Pensei em tudo isso porque sou grata por toda generosidade que recebi. E também porque sinto que muita vezes queremos desistir da nossa própria capacidade de sermos generosos porque ela também é invisível. Investimos naquilo que é, de fato importante, como estar disponível quando precisam de nós. E na maioria das vezes isso nunca merece nem um muito obrigado.

Saber se concentrar naquilo que é, de fato, importante é se acostumar a ser invisível. No entanto, cabe a nós fazer o esforço para perceber os detalhes. Porque quem é generoso, mas não recebe agradecimentos, continua em frente alimentado pela própria alegria de ter feito a coisa certa.
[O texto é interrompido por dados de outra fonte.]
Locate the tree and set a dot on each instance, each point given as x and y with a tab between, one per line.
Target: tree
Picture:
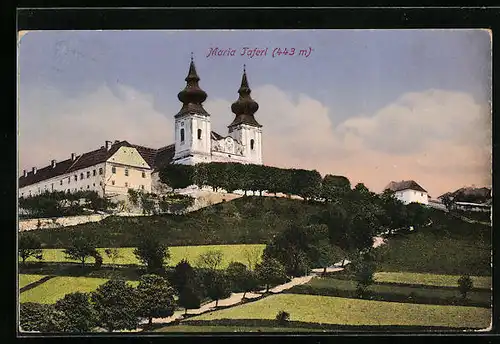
116	305
465	285
241	278
76	313
113	254
211	260
177	176
80	249
182	275
29	246
190	296
152	253
156	297
217	286
271	272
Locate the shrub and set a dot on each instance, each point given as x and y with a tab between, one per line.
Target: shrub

Mas quem não enxerga aquilo que a faz pisar em solo firme corre o risco de, muito em breve, não poder contar com a solidez do caminho.

Quando somos mães queremos que nossos filhos sejam melhores do que nós. Mas a grande verdade da vida em família é que nossas crianças serão como nós. Então cabe a nós ensiná-las a ignorar o ruído da insignificância que nos cerca o tempo todo. E prestar atenção no que vale a pena. É só quando a gente for capaz de ser grato pelos pequenos gestos que nossos filhos, como nós, farão o mesmo.